Beauty is in the eye of the beholder. Truth is in the ear of the believer.

From Bong Joon-Ho, the director of The Host, Snowpiercer, and Okja, a movie with a name like Parasite implies sooner or later there’ll be a monster and bloodletting and bigger, badder, wilder, all-out, off-the-wall, jaw-dropping pandemonium, because moviegoers expect escalation. Several words in that sentence come true and thus is the prophecy fulfilled, but with Joon-Ho it’s best never to think we can expect the unexpected. What most of us think of as “unexpected” is actually very expected because we think along a select number of unconsciously rigid tracks. We clench Occam’s Razor between our fingers and use it to sketch our predictions, drawn from among the most common forms of what average storytellers consider “unexpected” rather than unimaginable forms of unexpected. Preconceptions are a drag even when we think we don’t have any.

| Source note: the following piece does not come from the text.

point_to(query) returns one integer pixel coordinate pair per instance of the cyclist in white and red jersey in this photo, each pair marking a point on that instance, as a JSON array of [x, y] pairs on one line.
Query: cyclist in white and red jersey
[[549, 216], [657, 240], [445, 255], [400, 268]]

Parasite tinkers with quite a few of them. Among the most common and beloved in many a Hollywood tales of late: “Poor = good. Rich = bad.” As us-vs.-them conformist mentalities go, “rich vs. poor” has become among the most exploited. If that’s among your favorite simplistic conflicts, I’m pretty sure Hustlers is still playing in a multiplex near you. Go have fun!